Macron va gagner, mais avec Mélenchon comme mouche du coche

Emmanuel Macron

Conformément à la tradition électorale de la Cinquième République, le premier tour des élections législatives a démontré le mécontentement des Français envers les uns, envers les autres, et même envers les deux. Conscients qu'il s'agit d'un jeu à double sens, le premier tour a vu une victoire étroite de la Nouvelle Union populaire écologique et sociale (Nupes), la coalition du désormais ultra-gauchiste et insoumis Jean-Luc Mélenchon. Avec 26,10 % des voix, il dispose d'une avance minime sur la coalition Ensemble (25,81 %), qui se dit au service du président de la République. Plus loin derrière, on trouve le Rassemblement national (RN) de Marine Le Pen (18,67%) et les Républicains (LR) avec 11,31%. Et, pratiquement hors course, Reconquête (4,25%) dont le leader Éric Zemmour a été éliminé dans sa propre circonscription. 

Ce panel souligne la fragmentation de la France et la lassitude d'un électorat frustré par tous les événements qui le rendent malheureux : la hausse vertigineuse du coût de la vie, les coupes forcées dans les finances personnelles et familiales, le manque d'horizons, les revers collectifs qui atténuent considérablement le sentiment de "grandeur" de la France, et enfin les insécurités résultant des turbulences de la crise mondiale. 

A n'en pas douter, une grande partie des 26,10% de Français qui ont élu Nupes dès ce premier tour expriment leur confiance dans les promesses qui leur ont été faites par un Mélechon qui est définitivement arrivé en tête. Habilement, Mélenchon ne s'est même pas présenté à ces élections législatives, ce qui ne l'empêche pas de revendiquer et d'exiger le poste de premier ministre si le second tour confirme les résultats du premier tour. Ce sera donc une semaine où le chef de file de cet amalgame de gauche insistera sur ce qui sera ses premières mesures dès qu'il prendra ses fonctions au Palais de Matignon, siège du Premier ministre : blocage des prix, fixation du salaire minimum à 1 500 euros, retraite à 60 ans et titularisation des 800 000 fonctionnaires intérimaires, pour commencer.
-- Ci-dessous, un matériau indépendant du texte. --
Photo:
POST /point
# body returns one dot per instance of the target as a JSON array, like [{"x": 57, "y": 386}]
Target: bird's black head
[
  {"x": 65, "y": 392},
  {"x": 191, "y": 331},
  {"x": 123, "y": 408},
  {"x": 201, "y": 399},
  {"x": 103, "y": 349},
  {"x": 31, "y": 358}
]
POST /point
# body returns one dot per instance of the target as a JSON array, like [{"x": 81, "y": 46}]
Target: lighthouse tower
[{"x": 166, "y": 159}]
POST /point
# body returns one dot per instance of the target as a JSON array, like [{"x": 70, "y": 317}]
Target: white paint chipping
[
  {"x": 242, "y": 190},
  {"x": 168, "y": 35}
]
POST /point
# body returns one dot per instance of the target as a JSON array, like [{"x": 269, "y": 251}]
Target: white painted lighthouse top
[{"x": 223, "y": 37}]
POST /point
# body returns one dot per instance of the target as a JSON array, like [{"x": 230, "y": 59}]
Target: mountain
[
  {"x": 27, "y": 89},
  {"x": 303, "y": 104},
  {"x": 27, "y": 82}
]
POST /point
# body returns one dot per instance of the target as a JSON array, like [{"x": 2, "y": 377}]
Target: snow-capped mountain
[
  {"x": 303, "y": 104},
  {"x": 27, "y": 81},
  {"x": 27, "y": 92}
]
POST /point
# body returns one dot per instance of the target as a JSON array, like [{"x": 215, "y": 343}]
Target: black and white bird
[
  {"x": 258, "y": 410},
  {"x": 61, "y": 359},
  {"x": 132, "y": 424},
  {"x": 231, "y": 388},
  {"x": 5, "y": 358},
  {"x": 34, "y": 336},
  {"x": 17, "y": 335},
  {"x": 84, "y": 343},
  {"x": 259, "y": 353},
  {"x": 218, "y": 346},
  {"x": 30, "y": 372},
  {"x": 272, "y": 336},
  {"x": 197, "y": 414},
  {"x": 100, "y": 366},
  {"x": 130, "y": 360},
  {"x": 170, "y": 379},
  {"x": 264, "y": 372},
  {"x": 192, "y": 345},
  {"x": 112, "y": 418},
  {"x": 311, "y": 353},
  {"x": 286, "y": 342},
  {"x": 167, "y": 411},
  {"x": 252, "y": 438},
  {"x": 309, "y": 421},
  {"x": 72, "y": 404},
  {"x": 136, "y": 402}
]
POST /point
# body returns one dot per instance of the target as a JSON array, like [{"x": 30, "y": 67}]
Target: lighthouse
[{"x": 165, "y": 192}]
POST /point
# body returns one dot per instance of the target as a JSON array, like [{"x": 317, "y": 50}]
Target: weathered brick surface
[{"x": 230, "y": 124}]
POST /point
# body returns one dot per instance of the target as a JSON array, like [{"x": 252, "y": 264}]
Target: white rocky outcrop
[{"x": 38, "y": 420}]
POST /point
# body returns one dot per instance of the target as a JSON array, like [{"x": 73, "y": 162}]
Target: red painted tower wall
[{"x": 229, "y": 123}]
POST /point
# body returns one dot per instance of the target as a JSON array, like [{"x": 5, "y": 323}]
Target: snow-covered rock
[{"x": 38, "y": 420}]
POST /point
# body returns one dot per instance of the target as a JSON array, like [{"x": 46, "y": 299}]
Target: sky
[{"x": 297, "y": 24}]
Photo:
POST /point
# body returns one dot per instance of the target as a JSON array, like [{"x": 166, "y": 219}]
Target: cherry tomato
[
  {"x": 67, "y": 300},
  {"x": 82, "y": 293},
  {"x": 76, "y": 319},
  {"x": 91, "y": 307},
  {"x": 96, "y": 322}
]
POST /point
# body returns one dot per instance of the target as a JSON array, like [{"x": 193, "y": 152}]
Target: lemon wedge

Des promesses qui, comme l'a dit un jour le non moins astucieux et retors François Mitterrand, ne compromettent que ceux qui les croient, car ni les Nupes ne remporteront le décompte final de ces élections, ni Mélenchon ne sera Premier ministre, dont la nomination dépend de la volonté du président de la République, qui ne doit pas nécessairement le choisir parmi ceux qui occupent un siège. Il est vrai que rien n'est écrit pour l'obliger à cohabiter avec un parti ou une coalition qui obtiendrait un nombre respectable de voix et de sièges mais, à moins que les Français n'aient sombré dans la paranoïa générale, les Nupes ne gagneront pas le second tour, où seuls les deux candidats arrivés en tête au premier tour se disputent le siège. C'est ce qu'on appelle un second tour, une ultime compétition dans laquelle les candidats macronistes de Juntos vont sûrement récupérer les voix des LR et même celles de pas mal d'anciens électeurs socialistes aujourd'hui complètement désorientés par les propositions maximalistes du leader de la France Insoumise. 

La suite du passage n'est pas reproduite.